Luss: Green Pilgrimage

Luss is that pretty, picture-postcard Highland village upon which the waves of Loch Lomand lap. Quaint, single-storey cottages, a gentle river and mountainous scenery all contribute to this wee settlement’s popularity with tourists, receiving as it does 750,000 per annum. To my delight, I realised I’d visited before- 25 years to the day with my grandmother on one of our holidays. There is of course an attractive church, in whose grounds are interred some earls and clan chiefs. To its rear is a large field, the centre-piece of which is a large Celtic cross. A welcome sign explains that it is a place of pilgrimage.
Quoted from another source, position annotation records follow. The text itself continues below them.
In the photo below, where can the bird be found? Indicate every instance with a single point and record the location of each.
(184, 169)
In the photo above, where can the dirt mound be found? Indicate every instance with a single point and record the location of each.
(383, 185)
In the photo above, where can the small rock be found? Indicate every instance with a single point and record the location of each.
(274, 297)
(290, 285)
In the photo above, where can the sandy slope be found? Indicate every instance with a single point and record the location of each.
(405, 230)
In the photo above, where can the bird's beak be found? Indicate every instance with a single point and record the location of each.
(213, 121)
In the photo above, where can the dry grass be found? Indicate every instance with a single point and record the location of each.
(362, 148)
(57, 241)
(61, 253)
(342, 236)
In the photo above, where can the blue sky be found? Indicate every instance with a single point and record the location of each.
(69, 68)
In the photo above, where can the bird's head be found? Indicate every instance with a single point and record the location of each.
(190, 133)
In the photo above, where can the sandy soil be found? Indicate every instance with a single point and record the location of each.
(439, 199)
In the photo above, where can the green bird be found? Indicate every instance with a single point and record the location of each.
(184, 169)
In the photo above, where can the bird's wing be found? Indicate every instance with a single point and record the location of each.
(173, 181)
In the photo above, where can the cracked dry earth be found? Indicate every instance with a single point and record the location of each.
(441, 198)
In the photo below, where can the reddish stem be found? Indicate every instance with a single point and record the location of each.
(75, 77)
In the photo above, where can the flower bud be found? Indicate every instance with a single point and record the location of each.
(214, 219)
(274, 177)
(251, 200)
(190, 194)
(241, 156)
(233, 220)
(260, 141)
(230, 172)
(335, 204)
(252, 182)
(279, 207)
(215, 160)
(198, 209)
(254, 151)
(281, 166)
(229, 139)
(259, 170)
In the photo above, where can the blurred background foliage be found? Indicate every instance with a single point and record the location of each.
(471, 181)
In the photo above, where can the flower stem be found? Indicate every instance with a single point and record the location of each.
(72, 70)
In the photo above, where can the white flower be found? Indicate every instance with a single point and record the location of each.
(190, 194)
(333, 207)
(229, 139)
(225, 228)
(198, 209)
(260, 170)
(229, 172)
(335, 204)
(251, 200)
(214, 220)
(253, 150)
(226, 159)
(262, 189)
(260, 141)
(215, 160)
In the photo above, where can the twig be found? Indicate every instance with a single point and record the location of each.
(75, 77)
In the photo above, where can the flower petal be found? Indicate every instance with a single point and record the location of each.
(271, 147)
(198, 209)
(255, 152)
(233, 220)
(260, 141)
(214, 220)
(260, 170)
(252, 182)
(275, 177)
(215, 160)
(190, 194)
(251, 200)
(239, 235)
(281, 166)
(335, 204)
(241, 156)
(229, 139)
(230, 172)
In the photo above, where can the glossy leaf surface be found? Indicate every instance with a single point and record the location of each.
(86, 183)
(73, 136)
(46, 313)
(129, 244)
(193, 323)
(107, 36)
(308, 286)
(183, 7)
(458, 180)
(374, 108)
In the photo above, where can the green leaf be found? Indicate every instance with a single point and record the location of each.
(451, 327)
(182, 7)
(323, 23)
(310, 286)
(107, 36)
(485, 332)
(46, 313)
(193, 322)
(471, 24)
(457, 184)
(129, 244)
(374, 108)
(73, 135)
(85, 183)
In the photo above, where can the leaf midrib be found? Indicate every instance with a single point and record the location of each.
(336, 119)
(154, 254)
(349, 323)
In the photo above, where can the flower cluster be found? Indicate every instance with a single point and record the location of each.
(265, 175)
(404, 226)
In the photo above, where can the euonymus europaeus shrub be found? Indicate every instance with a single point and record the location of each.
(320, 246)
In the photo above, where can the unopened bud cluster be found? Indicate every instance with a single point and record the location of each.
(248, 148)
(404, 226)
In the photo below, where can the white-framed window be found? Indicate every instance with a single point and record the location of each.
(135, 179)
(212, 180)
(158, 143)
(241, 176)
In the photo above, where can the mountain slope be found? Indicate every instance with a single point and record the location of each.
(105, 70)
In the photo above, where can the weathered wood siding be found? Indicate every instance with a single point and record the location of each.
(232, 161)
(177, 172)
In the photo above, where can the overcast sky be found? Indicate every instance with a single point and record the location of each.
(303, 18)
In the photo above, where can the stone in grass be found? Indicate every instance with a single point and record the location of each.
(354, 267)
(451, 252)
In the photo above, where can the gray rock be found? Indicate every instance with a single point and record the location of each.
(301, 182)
Since AD 520, pilgrims have come to the site where St Kessog first brought Christianity from Ireland before druids rather vulgarly killed him. The field is really a large nature reserve, with wild grasses and trees. Mown paths guide visitors around, and a series of signs offer information about other ‘green’ pilgrimage sites around the world. There are Muslim ones, Sikh, Shinto and all manner of religions represented, which the information boards gleefully explicate. Sadly, there were no scriptures or explanations of the gospel. What a pity- all those visitors being told about all these different faiths and the need to care for the natural world, but no attention given to God’s offer of sins forgiven.

 

As I walked about the site, I was stopped by a quagmire, across which I could not pass without muddying my feet. The bridge had been removed. An apt picture, I thought, as I turned around and found the exit.

 

For there is one God and one Mediator between God and men, the Man Christ Jesus. 1 Timothy 2:5

 

The place is lovely- spiritual, even- but its architects forgot Jesus.